Venons-en aux différents modules de l’analyse qualitative :
• Le système phonologique
Il comprend quatre éléments :
• le code phonologique avec :
• les règles de la combinatoire
• les sons vocaliques complexes
• La terminaison des verbes au participe présent en « ent »
• Les omissions, substitutions, adjonctions auditives
• omission de phonèmes
• substitutions auditives
• adjonctions de phonèmes
• Les confusions visuelles
• Les inversions et assimilations
Je n’aurai pas l’impudence de vous donner des exemples, et d’ailleurs vous en trouverez plein dans le livre…
• le contrôle sémantique
• erreurs de pronom avec congruence
Avec toute la timidité que requiert ma méconnaissance, je ne vois pas en quoi il s’agit dans ce cas (par exemple : « il n’osaire » pour « ils n’osèrent ») d’une erreur de type sémantique. Et comme ces erreurs ne sont ni légion ni significatives, fallait-il leur accorder un statut à part au risque de complexifier encore le tableau des erreurs.
* erreurs d’homophones
Le grand classique sur lequel s’échine depuis longtemps des générations d’orthophonistes…
• erreurs d’individualisation
• créations de barbarismes
C’est une rubrique un peu fourre-tout et pas très bien individualisée : on y retrouve les mots qui n’existent pas dans la langue (mais pas « il n’osaire » qui pourtant ne semble guère exister en français) mais aussi ceux qui recèlent au moins deux erreurs et apparaissent ainsi trop éloigné de leur cible (par exemple « lécet » pour « laissait »).
• Les compétences morpho syntaxiques
• Utilisation anarchique du genre et du nombre
Cette catégorie regroupe les oublis, ajouts ou erreurs sur les « bons mots » mais aussi les marqueurs sur une catégorie inadéquate (par exemple le « s » au pluriel des verbes).
• Non-respect de l’homogénéité du groupe nominal
En ce qui concerne l’accord genre/nombre
• Non-respect de la suffixation pronominale
Sous ce terme abscons se cache simplement la non-concordance sujet-verbe !
• Non-respect de la suffixation temporelle
Que l’on pourrait noter « erreurs dans le respect de la conjugaison »…
• Non-respect de la suffixation modale
Idem à d) sauf qu’il s’agit ici du mauvais mode de conjugaison
• Confusion de désinences en « é »
Un lot qui regroupe toutes les inventions que peuvent produire les enfants lorsqu’ils sont confrontés avec ces affreux « é » qui parsèment notre orthographe de façon à les faire se tromper…
• Confusion nom-verbe-adverbe
• Le Stock lexical orthographique
Ou les fautes d’orthographe d’usage… quand la phonologie est respectée et quand il n’y a pas plus de deux graphèmes altérés (sinon on passe au barbarisme… !!).
Concluons par quelques remarques :
• l’intérêt d’avoir un test étalonné pour toutes les classes est indéniable.
• Le passage à une dictée longue dès le CM1 ne semble pas opportun.
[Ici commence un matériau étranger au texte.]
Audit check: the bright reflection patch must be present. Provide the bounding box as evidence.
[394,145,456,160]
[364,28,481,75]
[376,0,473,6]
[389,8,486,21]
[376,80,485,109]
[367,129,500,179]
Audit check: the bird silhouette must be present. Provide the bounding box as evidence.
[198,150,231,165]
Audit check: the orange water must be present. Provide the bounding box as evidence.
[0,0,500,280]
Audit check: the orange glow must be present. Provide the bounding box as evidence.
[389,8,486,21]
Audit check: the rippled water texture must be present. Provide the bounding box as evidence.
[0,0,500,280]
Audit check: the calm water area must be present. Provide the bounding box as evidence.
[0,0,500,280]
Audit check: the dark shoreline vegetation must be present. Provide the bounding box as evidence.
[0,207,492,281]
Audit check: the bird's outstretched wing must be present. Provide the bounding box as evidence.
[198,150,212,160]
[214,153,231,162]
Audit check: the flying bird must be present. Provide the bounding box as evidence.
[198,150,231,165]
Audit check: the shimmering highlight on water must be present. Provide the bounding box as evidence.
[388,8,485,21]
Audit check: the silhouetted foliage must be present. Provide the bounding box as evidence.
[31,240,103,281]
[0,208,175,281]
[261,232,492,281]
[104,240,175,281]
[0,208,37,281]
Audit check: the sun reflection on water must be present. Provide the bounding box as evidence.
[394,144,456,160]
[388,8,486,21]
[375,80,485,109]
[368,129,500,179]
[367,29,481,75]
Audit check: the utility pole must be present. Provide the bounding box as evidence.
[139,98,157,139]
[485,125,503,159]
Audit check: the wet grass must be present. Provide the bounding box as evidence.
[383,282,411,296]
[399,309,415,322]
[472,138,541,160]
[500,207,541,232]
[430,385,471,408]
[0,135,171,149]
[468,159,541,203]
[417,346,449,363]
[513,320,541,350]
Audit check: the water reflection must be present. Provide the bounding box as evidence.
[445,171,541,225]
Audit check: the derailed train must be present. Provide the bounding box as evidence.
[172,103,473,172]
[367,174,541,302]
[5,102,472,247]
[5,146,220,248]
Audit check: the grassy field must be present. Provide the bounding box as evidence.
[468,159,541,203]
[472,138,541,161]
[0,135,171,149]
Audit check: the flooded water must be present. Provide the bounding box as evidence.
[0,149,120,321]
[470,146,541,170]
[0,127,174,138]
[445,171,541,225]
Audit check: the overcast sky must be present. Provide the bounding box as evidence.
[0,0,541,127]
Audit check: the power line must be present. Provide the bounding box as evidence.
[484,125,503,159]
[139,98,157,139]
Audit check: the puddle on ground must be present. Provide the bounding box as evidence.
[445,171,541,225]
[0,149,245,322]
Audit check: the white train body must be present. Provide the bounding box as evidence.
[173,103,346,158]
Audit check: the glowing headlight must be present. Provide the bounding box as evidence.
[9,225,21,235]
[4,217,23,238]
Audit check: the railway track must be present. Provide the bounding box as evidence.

D’ailleurs le nombre moyen d’erreurs devient très important en particulier dans les catégories morphosyntaxiques, preuve que la dictée est mal adaptée à ce niveau (les choses rentrent en ordre en sixième).
• Certaines catégories d’erreurs ne vont pas de soi et restent ambiguës lors de la cotation (malgré les exemples et explications), sans pour autant apporter un élément nouveau pour la rééducation.